In the present study, a negative association was observed between the length of mechanical ventilation and VDD in the patients admitted to the ICU. Consistent with our findings, a study conducted in India indicated that VDD increased the length of mechanical ventilation in critically ill patients [48]. Additionally, Quraishi et al. stated that plasma levels of 25(OH)D upon admission to the ICU were inversely associated with the duration of respiratory support [49]. In contrast to our findings, the observational, prospective study by Yaghoobi demonstrated no significant correlation between the length of mechanical ventilation and normal vitamin status in patients with ventilator-associated pneumonia and VDD [50]. Patients who require mechanical ventilation in the ICU often experience cellular changes and respiratory muscle weakness [51,52,53,54] that are exacerbated by factors such as malnutrition, electrolyte abnormalities, and severe infections [55]. Vitamin D is essential to human health, especially for bone and muscle function [56], while limited studies have investigated these effects on respiratory muscles.

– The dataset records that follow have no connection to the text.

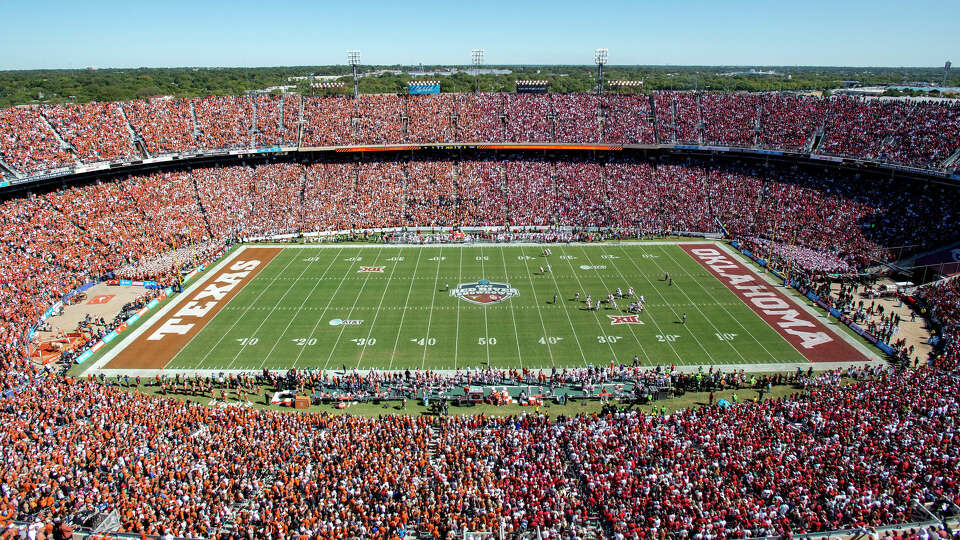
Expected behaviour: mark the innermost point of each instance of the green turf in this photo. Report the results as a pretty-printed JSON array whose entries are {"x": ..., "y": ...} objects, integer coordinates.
[{"x": 281, "y": 318}]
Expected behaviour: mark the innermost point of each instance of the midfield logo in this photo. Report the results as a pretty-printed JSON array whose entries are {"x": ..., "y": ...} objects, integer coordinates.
[
  {"x": 484, "y": 292},
  {"x": 624, "y": 319}
]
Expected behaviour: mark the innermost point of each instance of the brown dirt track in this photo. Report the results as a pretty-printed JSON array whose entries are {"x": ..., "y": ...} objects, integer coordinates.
[
  {"x": 836, "y": 350},
  {"x": 144, "y": 354}
]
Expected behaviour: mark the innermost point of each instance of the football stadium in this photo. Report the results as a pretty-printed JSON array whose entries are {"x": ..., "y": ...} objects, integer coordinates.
[{"x": 632, "y": 312}]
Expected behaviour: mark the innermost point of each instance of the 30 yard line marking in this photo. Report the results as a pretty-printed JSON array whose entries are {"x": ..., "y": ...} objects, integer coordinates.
[
  {"x": 513, "y": 315},
  {"x": 242, "y": 315},
  {"x": 433, "y": 299},
  {"x": 305, "y": 298},
  {"x": 566, "y": 312},
  {"x": 668, "y": 304},
  {"x": 343, "y": 327},
  {"x": 403, "y": 314},
  {"x": 584, "y": 291},
  {"x": 326, "y": 307},
  {"x": 604, "y": 283},
  {"x": 377, "y": 313},
  {"x": 725, "y": 310}
]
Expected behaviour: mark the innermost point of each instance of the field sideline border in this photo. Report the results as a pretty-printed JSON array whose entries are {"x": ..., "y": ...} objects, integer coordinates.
[{"x": 97, "y": 367}]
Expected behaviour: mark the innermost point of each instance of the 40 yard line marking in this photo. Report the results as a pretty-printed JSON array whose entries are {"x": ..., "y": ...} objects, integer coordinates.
[
  {"x": 403, "y": 313},
  {"x": 325, "y": 308},
  {"x": 513, "y": 315},
  {"x": 433, "y": 299},
  {"x": 305, "y": 298}
]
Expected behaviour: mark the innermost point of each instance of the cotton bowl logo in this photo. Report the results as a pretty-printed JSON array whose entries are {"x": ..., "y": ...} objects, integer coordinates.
[
  {"x": 484, "y": 292},
  {"x": 338, "y": 322}
]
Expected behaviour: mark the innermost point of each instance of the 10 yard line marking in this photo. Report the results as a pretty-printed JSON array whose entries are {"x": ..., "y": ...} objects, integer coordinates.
[
  {"x": 305, "y": 298},
  {"x": 725, "y": 310},
  {"x": 433, "y": 299},
  {"x": 325, "y": 308},
  {"x": 456, "y": 341},
  {"x": 232, "y": 326},
  {"x": 403, "y": 314}
]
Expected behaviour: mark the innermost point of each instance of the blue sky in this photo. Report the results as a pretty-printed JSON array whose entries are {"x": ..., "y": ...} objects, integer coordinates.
[{"x": 108, "y": 33}]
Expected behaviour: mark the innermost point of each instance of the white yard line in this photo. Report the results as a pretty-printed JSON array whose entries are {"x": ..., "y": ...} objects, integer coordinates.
[
  {"x": 654, "y": 288},
  {"x": 343, "y": 327},
  {"x": 232, "y": 326},
  {"x": 243, "y": 346},
  {"x": 513, "y": 315},
  {"x": 316, "y": 325},
  {"x": 566, "y": 311},
  {"x": 403, "y": 314},
  {"x": 725, "y": 310},
  {"x": 596, "y": 316},
  {"x": 456, "y": 343},
  {"x": 433, "y": 299},
  {"x": 604, "y": 283},
  {"x": 377, "y": 314},
  {"x": 306, "y": 297},
  {"x": 159, "y": 315}
]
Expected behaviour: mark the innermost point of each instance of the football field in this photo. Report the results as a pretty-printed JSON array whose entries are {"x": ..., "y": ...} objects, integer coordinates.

This study had the main strength of a multicenter study with a large number of patients, which can improve the reliability of the results. However, several potential limitations should be addressed. First, this cross-sectional study cannot establish a cause-and-effect relationship. Second, some confounding factors, such as the type of disease that could bias the results, were not considered. In addition, the patient's serum level of vitamin D was measured only in the first 24 h of hospitalization, and the changes in the level of vitamin D during the hospitalization of the patients in the intensive care unit were not investigated. Prehospital health conditions such as the BMI influencing the results were not considered. Furthermore, more studies are needed to determine if there is a direct relationship between Vitamin D status and patient outcomes in ICU. For this, larger studies are needed to access reliable results.

Conclusion

According to the results, the prevalence of VDD was high in critically ill patients admitted to the ICU. Moreover, inverse correlations were observed between vitamin D levels, disease severity (assessed by APACHE II and SOFA), and length of ICU stay. Importantly, VDD is the independent predictor of mortality in critically ill patients. Therefore, vitamin D administration may improve clinical outcomes in patients with VDD. However, more interventional studies are suggested to investigate the effect of vitamin D on clinical outcomes in patients admitted to the ICU.